Comment from gregory at November 6, 2007 7:35 AM
nice segue between this post and the one following, wherein it is stated that the internet is not so good for intuition... the functional use of knowing what people are interested in via a software app is a great illustration of just how far from home the whole tech world really is... (home being defined as human awareness engaged in reality of present circumstances).... i mean, just ask your coworkers what they are up to... or just use your intuition to figure it out... but, no, we dont trust our own mind, we want tech... funny life
Comment from Craig Overend at November 6, 2007 7:42 PM
Anytime I see examples like that I think task triple:
Subject: Bill
Predicate: Connected with
Object: Ajay
I think the reason the semantic web is failing is because of the lack of tools for building social ontologies and the difficulty of designing in relationships. For a while I've been mulling over the idea of user-defined ontologies evolving with use of systems, rather than designing them from scratch in systems. I just don't see average users taking the time to structure their data.
Instead; a top down developer approach could be applied whereby systems would define application task specific relationships with ontology tasks. Community managed version concept maps could be used to find definitions for those task relationships. The pathway from one task definition version to another would be required for backward compatibility should the map change.

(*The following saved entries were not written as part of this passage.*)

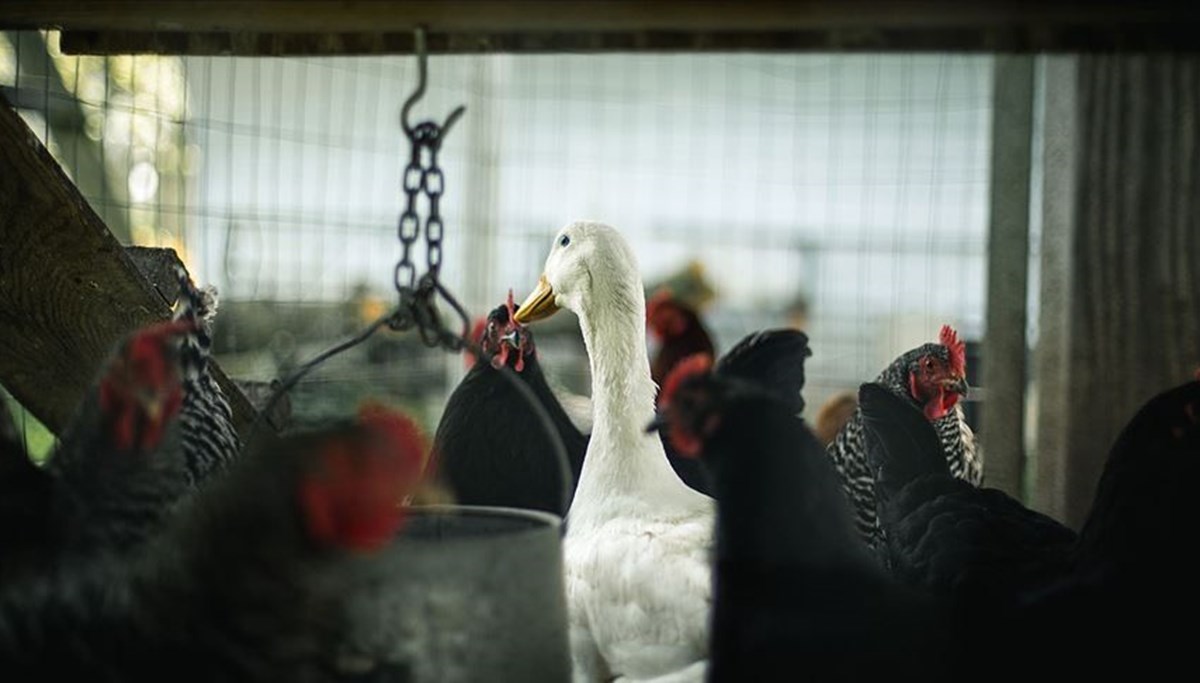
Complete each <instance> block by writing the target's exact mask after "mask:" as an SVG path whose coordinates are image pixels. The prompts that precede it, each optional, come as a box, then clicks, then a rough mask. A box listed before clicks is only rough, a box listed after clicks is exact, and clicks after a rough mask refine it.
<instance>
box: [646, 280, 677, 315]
mask: <svg viewBox="0 0 1200 683" xmlns="http://www.w3.org/2000/svg"><path fill="white" fill-rule="evenodd" d="M671 299H672V296H671V290H670V289H667V288H666V287H661V288H659V289H656V290H655V292H654V294H650V298H649V299H647V300H646V318H647V319H653V318H654V316H656V314H658V313H659V308H661V307H662V306H665V305H666V304H668V302H670V301H671Z"/></svg>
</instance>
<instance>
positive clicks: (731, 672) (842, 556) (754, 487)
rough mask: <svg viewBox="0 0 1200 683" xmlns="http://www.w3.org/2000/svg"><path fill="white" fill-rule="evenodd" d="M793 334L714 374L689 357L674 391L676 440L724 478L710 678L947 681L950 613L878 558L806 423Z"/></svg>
mask: <svg viewBox="0 0 1200 683" xmlns="http://www.w3.org/2000/svg"><path fill="white" fill-rule="evenodd" d="M785 334H787V335H790V336H788V337H785V338H786V341H788V343H790V346H787V347H786V348H785V353H782V354H754V353H750V354H733V353H732V352H731V357H730V358H728V359H726V361H725V363H724V365H725V367H724V369H722V371H718V372H714V373H709V372H707V371H706V370H704V364H703V363H700V361H696V360H689V361H685V363H683V364H680V365H679V366H678V367H677V370H676V371H674V372H673V373H672V376H671V377H670V379H668V381H667V383H666V387H665V389H664V401H662V408H661V414H660V420H661V421H664V423H665V424H666V426H667V433H668V436H670V438H671V439H672V441H673V442H676V444H677V448H678V450H679V451H680V453H686V454H691V455H698V456H700V457H701V459H702V460H703V462H704V463H706V465H707V466H708V468H709V469H710V472H712V474H713V477H714V480H715V489H716V499H718V522H716V568H715V575H714V606H713V629H712V636H710V654H709V657H710V659H709V672H708V673H709V678H708V679H709V681H779V679H814V681H866V679H870V677H872V676H882V675H888V676H889V677H895V676H898V675H899V676H901V677H906V676H913V675H916V673H917V672H919V675H920V677H922V679H925V681H936V679H940V678H941V677H942V676H943V675H944V673H946V670H944V665H946V661H944V660H943V659H942V658H941V657H940V654H941V653H942V652H943V651H944V648H946V641H947V634H948V631H947V630H946V628H944V624H943V622H942V613H941V611H940V610H938V609H937V607H936V606H935V605H934V604H932V603H930V601H928V600H924V599H922V598H920V597H917V595H914V594H911V593H910V592H907V591H905V589H904V588H901V587H899V586H898V585H895V583H893V582H892V581H890V580H889V579H888V577H886V576H884V575H883V574H882V571H881V570H880V569H878V567H877V565H876V564H875V563H874V562H871V559H870V558H869V555H868V551H866V549H865V546H864V545H863V543H862V541H860V540H859V538H858V534H857V533H856V531H854V526H853V523H852V520H851V515H850V508H848V504H847V501H846V497H845V495H844V492H842V490H841V486H840V485H839V480H838V475H836V472H835V471H834V468H833V465H832V463H830V462H829V459H828V456H827V455H826V451H824V448H823V447H822V445H821V444H820V443H818V442H817V441H816V438H815V437H814V436H812V433H811V432H810V431H809V429H808V426H806V425H805V424H804V423H803V420H800V419H799V417H798V412H799V409H798V408H800V409H802V408H803V400H802V399H799V390H800V389H802V387H803V383H804V373H803V366H804V358H805V357H806V355H809V352H808V346H806V337H805V336H804V335H803V332H796V331H790V332H785ZM776 341H779V340H778V338H776ZM748 348H749V349H750V351H754V348H755V345H751V346H749V347H748ZM742 351H746V349H742ZM744 360H750V361H751V363H750V366H749V367H748V366H746V365H745V364H743V363H742V361H744ZM756 376H757V377H761V378H766V379H769V381H770V382H772V385H766V384H763V383H761V382H754V381H752V378H754V377H756Z"/></svg>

The idea still needs work but I think a dynamic historical system is what we need to manage our relationships. We do after all create relationships by what we do, not what we define.
-Craig.
Comment from Jared Ottley at November 10, 2007 1:09 AM
This (knowing and sharing what co-workers are doing) is a direction that Alfresco is heading. We see real power in Social Networking and are working towards adding those types of features into Alfresco, making it easy to share content (when we say content, we are not just talking documents, we are talking about knowledge, discussions, information, etc.) with coworkers through a common site. Alfresco already allows for RSS feeds to be placed on folders within the repository, so that when content is updated or added others can be notified of these changes. We also include discussion forums that follow content as it is moved within the repository. Being able see an equivalent to a Facebook mini-feed, around yours and others works is very powerful. We often seem to work in silos, but if we were to open up to being able to easily see just an idea of what someone else is working on, that may have a huge impact on what we are doing, or create discussion that helps improve process, or final product. Twitter and other micro-blogging software already does this to an extent. But having a single place to also include the documents that we are working on and an easy way of sharing those with others really adds strength to the notion that Social Networks are where the Enterprise needs go.